Is there some reason apart from simple stupidity that causes a significant minority of British motorists to hog the middle and outer lanes of the three lanes generally available on, for example the M6? Bunched together, they roar along only feet from the cars in front of them, leaving the inner lane to vehicles travelling as fast in many cases, and well spaced out. Between the northern end of the M6 and Birmingham, we will have "undertaken" at least sixty vehicles in the middle lane, which were going far slower than the 70 mph limit. Contrary to popular belief, it is NOT a traffic offence in the UK to pass a vehicle on its left on a motorway in the UK, provided one does so with due care and attention, and one is not weaving between the inner lane and the far outer lane, in doing so.
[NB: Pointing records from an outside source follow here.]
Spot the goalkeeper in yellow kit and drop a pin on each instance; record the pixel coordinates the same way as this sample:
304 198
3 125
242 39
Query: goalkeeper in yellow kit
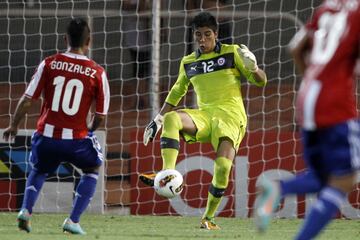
214 70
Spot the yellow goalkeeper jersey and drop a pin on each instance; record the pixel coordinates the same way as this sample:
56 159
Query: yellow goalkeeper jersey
215 78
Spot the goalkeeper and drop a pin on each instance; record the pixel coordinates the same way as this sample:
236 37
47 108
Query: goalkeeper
214 70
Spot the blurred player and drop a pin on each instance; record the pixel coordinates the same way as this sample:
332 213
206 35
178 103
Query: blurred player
68 82
214 70
325 51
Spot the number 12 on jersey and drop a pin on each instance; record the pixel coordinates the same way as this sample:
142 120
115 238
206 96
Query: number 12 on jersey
73 85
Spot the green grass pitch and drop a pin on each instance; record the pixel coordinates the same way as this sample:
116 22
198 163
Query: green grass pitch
104 227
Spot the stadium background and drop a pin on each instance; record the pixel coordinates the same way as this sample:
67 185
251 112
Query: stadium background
28 34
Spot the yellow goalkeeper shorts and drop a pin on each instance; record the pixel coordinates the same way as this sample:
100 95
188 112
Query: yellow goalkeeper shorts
213 125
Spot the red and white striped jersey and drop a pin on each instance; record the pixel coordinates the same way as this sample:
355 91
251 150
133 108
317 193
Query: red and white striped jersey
326 96
69 83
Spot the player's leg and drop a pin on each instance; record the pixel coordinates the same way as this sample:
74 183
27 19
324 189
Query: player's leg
89 160
271 192
327 205
174 122
219 183
44 162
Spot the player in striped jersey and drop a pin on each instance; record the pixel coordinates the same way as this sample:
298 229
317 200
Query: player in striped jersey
214 70
325 51
69 83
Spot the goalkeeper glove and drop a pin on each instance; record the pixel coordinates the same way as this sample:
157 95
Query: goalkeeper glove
248 58
152 129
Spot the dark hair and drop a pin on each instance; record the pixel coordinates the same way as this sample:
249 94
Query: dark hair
204 19
78 31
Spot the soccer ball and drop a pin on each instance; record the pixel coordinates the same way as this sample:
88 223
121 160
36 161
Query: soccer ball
168 183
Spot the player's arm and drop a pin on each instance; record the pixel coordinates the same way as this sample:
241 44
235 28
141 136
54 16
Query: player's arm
299 47
250 68
21 109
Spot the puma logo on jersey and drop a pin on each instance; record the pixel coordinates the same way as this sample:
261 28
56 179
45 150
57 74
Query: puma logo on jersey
74 68
193 68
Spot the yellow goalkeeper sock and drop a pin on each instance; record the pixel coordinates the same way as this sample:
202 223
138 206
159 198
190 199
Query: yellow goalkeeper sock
170 139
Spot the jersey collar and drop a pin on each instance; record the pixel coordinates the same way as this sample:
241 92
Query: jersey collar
217 49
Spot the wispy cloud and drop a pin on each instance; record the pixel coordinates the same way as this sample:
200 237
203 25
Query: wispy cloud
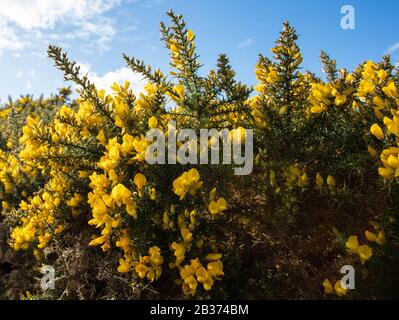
119 76
392 48
35 23
246 43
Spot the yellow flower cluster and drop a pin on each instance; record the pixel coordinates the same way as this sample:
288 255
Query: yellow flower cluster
150 266
195 273
188 182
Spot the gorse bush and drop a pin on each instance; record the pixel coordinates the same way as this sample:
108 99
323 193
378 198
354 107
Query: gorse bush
78 193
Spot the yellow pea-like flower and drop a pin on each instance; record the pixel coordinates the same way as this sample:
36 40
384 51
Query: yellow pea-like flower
352 244
152 122
376 130
328 288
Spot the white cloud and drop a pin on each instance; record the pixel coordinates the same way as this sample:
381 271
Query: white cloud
44 14
246 43
393 48
119 76
27 23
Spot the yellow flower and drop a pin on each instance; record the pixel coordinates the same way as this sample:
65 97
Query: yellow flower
390 90
213 256
386 173
153 194
372 237
152 122
140 181
215 268
371 151
319 180
217 207
142 270
330 181
377 131
365 253
186 234
339 290
188 182
328 288
382 74
352 244
190 35
318 108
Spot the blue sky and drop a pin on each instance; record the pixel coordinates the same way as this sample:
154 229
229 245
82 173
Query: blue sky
97 32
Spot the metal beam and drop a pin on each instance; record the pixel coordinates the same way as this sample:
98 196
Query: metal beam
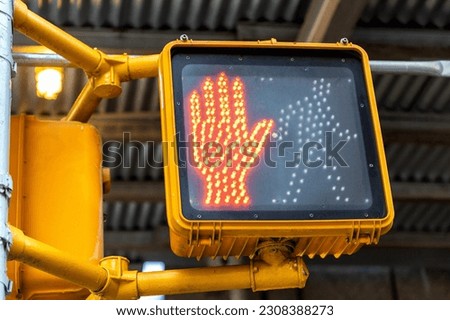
344 20
415 128
413 191
318 20
136 191
132 42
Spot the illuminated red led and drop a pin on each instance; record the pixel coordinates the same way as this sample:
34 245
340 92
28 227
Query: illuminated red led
225 150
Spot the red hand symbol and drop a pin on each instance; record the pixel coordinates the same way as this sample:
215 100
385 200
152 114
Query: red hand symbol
225 150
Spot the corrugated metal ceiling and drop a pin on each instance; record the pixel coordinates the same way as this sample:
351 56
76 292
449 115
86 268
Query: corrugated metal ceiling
400 94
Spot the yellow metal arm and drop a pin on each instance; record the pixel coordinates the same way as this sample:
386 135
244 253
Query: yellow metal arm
112 279
105 72
56 262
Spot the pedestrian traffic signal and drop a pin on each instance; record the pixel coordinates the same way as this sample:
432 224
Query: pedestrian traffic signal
271 140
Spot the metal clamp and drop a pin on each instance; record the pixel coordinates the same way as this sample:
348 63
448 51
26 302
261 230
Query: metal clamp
6 185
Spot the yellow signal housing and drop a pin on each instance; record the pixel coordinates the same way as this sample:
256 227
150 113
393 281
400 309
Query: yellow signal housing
57 199
271 141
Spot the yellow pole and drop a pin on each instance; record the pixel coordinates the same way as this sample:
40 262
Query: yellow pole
194 280
112 279
84 106
56 262
105 72
44 32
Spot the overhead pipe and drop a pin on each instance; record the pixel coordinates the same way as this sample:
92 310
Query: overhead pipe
6 68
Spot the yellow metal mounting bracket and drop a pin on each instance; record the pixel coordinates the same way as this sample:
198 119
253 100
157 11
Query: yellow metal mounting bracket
105 72
112 279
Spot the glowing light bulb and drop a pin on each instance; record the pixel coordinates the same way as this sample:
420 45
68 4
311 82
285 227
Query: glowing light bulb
48 82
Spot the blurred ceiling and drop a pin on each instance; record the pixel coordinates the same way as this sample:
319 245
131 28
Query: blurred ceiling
414 112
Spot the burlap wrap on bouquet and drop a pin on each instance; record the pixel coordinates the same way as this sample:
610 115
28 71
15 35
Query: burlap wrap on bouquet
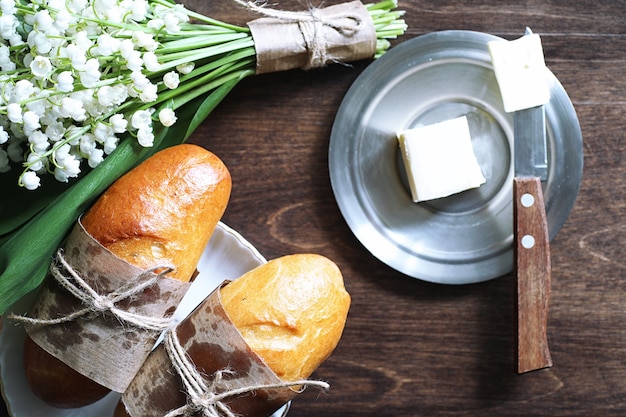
339 33
217 352
101 345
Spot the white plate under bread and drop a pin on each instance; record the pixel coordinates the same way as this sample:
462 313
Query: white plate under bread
227 256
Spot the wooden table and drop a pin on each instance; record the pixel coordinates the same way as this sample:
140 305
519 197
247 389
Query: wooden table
411 348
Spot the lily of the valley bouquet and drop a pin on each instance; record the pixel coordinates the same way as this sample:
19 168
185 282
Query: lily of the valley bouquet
90 88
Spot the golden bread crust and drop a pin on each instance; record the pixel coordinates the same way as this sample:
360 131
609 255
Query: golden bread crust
163 211
291 312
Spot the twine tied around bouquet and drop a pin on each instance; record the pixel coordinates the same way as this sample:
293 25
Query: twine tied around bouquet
203 396
310 39
96 303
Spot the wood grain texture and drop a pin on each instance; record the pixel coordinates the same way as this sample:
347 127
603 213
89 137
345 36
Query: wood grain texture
533 275
411 348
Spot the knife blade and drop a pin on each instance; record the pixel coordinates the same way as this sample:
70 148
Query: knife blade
532 251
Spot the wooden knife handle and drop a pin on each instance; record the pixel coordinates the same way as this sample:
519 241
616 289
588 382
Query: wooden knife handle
532 257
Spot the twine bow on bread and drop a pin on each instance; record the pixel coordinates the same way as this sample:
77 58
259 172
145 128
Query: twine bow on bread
207 397
96 303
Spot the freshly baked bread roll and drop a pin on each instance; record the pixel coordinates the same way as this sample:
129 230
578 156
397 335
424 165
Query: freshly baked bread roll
290 311
161 212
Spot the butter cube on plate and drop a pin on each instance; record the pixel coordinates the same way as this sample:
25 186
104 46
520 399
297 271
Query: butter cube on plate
439 159
520 70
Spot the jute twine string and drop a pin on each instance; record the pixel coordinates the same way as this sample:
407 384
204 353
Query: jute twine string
311 24
203 396
96 303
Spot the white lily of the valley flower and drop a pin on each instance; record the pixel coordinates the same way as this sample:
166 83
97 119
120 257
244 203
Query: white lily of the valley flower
65 82
30 180
41 67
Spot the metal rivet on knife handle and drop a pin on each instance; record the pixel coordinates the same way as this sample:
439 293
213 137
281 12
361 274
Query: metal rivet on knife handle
533 275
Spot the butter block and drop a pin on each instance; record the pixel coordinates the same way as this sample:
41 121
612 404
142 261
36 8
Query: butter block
439 159
521 72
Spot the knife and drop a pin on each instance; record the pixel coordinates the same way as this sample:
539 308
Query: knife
532 252
519 68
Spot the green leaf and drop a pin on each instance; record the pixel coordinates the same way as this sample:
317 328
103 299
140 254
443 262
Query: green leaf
25 254
18 204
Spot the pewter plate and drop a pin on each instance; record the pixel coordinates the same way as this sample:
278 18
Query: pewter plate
227 256
467 237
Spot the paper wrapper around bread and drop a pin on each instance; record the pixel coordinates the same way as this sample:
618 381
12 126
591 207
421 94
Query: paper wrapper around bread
213 344
100 346
340 33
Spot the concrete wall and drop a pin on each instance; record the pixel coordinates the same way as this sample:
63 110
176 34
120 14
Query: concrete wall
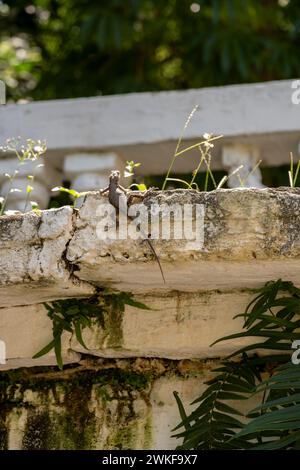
118 392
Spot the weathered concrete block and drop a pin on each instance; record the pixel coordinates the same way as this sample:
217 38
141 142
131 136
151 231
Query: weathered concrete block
25 330
128 405
250 237
178 326
32 263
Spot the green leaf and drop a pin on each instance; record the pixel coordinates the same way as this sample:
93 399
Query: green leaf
79 335
44 350
57 349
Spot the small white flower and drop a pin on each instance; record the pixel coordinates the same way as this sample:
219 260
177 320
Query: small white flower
207 136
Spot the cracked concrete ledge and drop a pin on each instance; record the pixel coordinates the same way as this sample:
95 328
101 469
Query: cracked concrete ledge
250 236
178 326
33 267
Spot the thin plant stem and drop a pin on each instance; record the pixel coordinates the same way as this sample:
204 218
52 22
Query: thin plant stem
6 196
178 145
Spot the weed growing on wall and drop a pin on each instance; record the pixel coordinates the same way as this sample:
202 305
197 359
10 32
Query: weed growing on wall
26 152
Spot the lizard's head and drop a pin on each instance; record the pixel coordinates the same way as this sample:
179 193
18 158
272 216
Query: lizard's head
115 176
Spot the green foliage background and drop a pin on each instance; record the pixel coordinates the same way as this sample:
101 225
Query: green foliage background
70 48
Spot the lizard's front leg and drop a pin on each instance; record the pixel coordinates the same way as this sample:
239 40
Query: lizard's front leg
103 191
141 194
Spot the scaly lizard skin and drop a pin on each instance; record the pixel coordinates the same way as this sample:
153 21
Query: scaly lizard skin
117 196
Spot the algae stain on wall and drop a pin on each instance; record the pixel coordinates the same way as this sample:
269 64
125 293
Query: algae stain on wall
106 409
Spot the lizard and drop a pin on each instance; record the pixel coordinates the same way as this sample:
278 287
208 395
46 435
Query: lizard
117 196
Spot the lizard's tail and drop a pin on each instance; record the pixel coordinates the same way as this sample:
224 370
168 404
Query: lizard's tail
157 258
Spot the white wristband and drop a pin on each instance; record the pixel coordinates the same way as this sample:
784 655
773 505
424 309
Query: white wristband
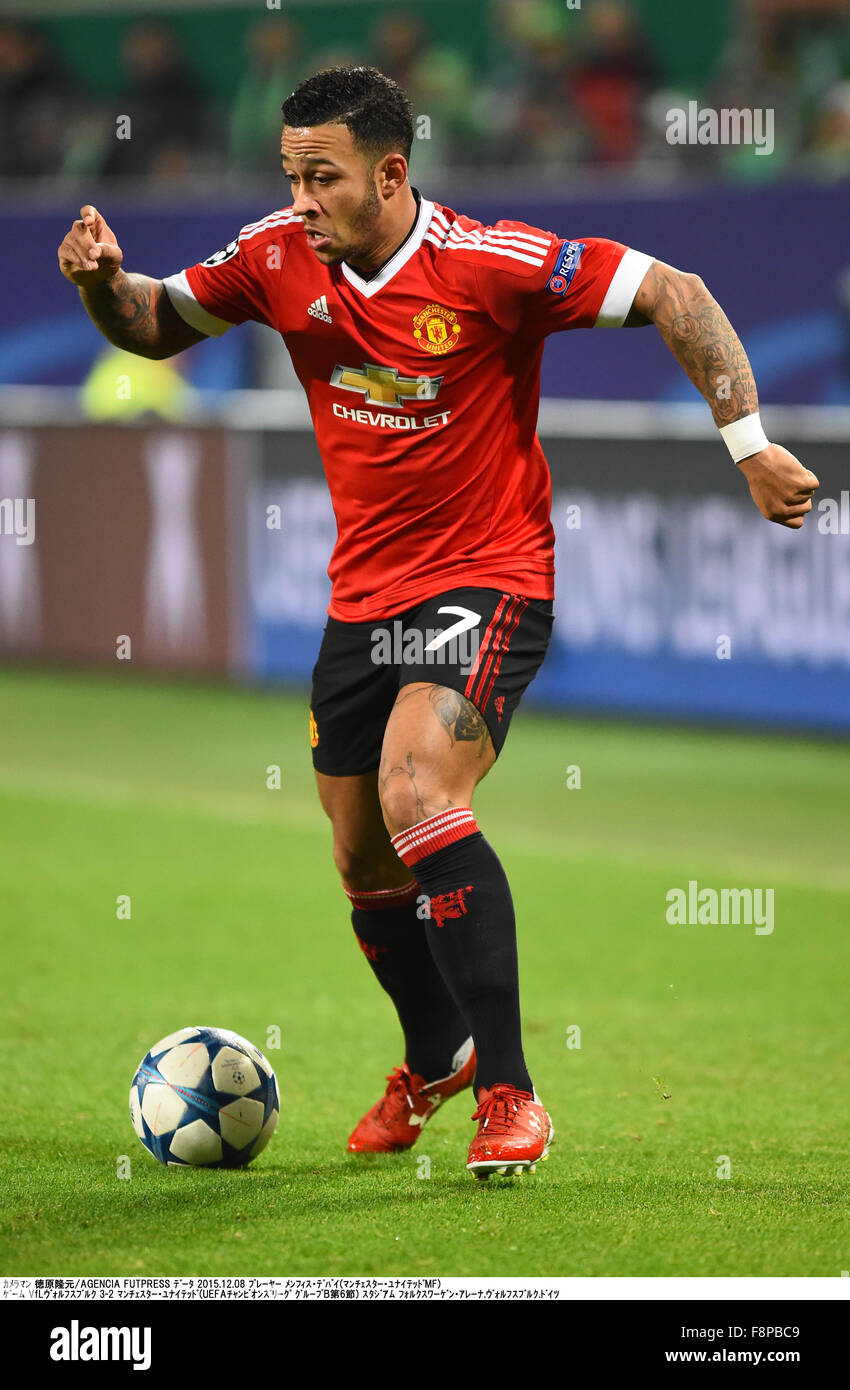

There are traffic police out there who need reminding of this. The alternative would be to move all the way from the inner lane to the outer lane to pass these bozos. Surely far more dangerous a manoeuvre than staying in the lane you are in, and accelerating past the road hogs in the middle lane. It should be a traffic offence to sit in the middle lane unless you are actively overtaking a vehicle in front of you in the inner lane, from which you have moved out, or you are allowing for merging traffic from a joining slip road.

Asked on 18 April 2009 by

Answered by Honest John
I have been covering all you write and advocating all you suggest for 15 years. Quite right. No reason not to pass on the nearside. Far more dangerous to cut across two lanes to pass, and then return through two lanes. What members of the Centre Lane Owners Group do not realise is that their selfish stupidity actually causes crashes through brake light bunching several miles behind them.